The biannual New York event started with a fashion-art expo and a talk about black women's images.

Doru Olowu (Harriette Cole); Michaela Angela Davis (Getty Images)
Doru Olowu (Harriette Cole); Michaela Angela Davis (Getty Images)

The ribbon cutting that signaled the official start of New York’s Mercedes-Benz Fashion Week Wednesday was exciting for those who are still basking in the glow of the Giants’ big Super Bowl win. Giants receiver Victor Cruz (the now-infamous salsa dancer) did the honors. By nightfall, the fashion world was treated to even more flavor. A healthy dose of social consciousness infused the first day of the event.

London-based fashion designer Duro Olowu, a favorite of Michelle Obama, hosted a pop-up shop in lower Manhattan at Salon 94’s Freeman Alley Gallery that proved to be a feast for the senses, mixing the designer’s clothing with art. Olowu’s impeccable aesthetic, no doubt supported by his powerhouse wife Thelma Golden’s curatorial eye, brought together his own fantastic printed dresses and handmade necklaces, along with other fine artists and photographers.

Architect David Adjaye, who is designing the Smithsonian’s National Museum of African American History and Culture, created two contemporary mirrors, one that looked like a modern sculpture but doubles as a reflector of image. There are paintings by Philip Kwame Apagya, Katherine Bernhardt and Glenn Ligon; photographs by Juergen Teller, Hamidou Maiga and Carlo Mollino; and sculptures by Francis Upritchard and Ghanaian artist Paa Joe. The pop-up shop is a must visit. The good news is that the items are available to view and purchase through March 4.

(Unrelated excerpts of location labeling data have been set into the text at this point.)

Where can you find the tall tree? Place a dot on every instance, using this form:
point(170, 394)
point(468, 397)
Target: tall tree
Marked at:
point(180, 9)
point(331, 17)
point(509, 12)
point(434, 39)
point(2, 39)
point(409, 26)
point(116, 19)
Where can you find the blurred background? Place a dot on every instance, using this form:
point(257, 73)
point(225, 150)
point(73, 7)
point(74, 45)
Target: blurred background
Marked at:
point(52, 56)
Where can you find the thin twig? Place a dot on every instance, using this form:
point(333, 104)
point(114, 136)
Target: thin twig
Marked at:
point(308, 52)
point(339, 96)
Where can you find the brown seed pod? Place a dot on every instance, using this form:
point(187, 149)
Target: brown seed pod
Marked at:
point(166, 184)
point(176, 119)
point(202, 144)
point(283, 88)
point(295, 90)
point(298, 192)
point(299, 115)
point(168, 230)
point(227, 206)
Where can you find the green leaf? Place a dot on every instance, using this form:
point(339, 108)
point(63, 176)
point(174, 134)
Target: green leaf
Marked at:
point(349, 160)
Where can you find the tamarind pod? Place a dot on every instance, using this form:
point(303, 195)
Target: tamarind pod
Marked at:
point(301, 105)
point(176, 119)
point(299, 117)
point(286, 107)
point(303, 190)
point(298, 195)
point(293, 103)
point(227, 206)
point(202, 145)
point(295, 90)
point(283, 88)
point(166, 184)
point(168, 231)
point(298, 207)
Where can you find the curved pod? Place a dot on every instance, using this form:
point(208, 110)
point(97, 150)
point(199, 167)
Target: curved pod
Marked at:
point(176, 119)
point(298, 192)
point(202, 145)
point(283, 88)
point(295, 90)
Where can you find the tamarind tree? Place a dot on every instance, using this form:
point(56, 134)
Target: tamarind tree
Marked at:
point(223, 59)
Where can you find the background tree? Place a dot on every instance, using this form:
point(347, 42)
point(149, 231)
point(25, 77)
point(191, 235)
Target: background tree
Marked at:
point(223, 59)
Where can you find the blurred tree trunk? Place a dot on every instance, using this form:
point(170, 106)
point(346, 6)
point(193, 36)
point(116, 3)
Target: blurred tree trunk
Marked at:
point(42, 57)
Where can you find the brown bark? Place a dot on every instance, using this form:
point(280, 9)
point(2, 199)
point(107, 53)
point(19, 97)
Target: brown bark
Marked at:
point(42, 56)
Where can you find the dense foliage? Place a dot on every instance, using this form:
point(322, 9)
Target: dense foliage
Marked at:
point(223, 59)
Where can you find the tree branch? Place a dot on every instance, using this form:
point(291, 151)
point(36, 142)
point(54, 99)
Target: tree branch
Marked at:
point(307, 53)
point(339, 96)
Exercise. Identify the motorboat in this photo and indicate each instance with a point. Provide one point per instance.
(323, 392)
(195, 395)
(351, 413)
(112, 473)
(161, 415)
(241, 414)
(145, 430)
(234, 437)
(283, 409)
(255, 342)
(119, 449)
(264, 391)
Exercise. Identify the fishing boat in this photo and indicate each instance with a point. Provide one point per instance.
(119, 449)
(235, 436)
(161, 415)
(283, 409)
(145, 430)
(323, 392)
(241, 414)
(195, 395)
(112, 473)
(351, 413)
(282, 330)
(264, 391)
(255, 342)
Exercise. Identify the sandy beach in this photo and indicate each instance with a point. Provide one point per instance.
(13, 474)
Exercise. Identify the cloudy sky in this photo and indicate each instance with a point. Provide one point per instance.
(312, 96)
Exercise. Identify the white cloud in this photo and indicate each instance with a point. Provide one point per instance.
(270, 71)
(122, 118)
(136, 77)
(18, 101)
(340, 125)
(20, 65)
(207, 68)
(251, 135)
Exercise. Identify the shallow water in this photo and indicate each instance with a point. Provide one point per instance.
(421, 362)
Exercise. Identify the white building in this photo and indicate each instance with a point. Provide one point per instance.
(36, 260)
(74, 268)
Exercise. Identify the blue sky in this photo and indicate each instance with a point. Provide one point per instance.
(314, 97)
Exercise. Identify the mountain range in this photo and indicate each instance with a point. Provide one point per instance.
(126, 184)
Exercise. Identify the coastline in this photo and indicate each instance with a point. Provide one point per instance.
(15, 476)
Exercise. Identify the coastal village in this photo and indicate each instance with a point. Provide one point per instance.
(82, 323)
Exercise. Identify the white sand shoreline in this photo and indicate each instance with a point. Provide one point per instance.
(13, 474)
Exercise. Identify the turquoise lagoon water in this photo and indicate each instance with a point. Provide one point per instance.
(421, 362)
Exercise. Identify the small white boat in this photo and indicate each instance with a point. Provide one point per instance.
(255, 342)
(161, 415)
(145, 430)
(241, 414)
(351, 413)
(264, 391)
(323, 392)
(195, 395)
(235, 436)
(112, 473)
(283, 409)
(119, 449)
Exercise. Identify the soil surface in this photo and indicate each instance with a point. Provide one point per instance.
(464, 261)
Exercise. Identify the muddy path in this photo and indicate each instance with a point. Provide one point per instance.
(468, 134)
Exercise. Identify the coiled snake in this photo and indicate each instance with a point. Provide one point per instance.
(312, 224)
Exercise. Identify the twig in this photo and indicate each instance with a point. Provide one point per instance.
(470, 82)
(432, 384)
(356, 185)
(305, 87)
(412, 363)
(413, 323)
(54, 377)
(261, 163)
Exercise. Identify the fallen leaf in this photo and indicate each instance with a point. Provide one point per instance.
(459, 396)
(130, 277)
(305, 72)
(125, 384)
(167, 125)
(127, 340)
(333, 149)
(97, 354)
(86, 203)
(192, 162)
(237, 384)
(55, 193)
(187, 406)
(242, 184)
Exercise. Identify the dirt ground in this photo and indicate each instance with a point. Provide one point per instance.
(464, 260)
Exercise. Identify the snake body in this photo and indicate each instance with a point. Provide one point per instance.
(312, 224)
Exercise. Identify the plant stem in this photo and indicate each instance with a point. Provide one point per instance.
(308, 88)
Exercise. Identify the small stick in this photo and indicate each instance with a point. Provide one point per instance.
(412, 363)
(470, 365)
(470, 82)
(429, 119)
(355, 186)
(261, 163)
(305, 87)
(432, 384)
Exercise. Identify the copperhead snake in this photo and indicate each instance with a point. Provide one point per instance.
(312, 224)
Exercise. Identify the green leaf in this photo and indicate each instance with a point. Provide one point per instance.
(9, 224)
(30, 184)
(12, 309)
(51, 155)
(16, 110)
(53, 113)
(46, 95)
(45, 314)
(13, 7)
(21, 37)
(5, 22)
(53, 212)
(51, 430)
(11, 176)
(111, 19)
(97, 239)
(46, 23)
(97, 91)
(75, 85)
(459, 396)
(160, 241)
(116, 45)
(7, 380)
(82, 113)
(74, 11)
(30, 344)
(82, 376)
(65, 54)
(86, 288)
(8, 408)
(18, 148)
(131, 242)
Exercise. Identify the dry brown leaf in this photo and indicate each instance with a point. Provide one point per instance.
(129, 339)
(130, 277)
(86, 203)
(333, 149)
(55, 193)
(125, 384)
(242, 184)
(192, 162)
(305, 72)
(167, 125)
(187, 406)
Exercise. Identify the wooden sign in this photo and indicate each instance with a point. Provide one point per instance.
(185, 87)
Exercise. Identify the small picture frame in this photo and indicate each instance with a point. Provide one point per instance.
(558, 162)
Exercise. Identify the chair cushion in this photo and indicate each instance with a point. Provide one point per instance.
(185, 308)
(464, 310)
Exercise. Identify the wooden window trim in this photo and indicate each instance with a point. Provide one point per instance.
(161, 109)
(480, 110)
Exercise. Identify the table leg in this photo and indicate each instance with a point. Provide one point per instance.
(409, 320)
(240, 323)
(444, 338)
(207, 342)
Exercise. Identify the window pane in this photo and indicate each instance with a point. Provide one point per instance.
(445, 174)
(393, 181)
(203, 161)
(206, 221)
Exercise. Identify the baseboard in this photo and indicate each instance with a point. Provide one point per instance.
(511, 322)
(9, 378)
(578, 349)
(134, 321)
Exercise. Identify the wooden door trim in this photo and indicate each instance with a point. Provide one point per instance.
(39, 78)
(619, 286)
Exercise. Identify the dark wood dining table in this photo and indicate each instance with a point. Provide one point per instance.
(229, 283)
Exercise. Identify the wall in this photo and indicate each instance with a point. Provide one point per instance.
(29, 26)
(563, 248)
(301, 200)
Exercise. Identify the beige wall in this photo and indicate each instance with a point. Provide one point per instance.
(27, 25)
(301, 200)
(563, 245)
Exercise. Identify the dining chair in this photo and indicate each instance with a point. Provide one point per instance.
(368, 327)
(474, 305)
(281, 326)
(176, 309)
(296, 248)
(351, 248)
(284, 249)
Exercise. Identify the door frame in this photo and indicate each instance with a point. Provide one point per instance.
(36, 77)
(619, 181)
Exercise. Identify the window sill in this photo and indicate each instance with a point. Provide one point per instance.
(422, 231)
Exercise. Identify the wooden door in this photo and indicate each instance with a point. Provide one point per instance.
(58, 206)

Around the corner at Cooper Union, Michaela Angela Davis hosted her second annual “MAD Free: State of Our Style Address.” Davis, a self-described “image activist” who has cultivated a strong relationship with young black women, has kept the conversation going about the images of black women in the media, including magazines, and how we can control them.

At this gathering of about 100 or so fashion-forward, primarily 30-somethings, Davis and’s editor, Kierna Mayo, read and discussed their thoughts about black women, power and image and “our” magazines. A key point that Davis made was that with the evolution of social media, the fashion scene has changed dramatically. Fashion bloggers of color are now legitimate purveyors of style and are being taken seriously.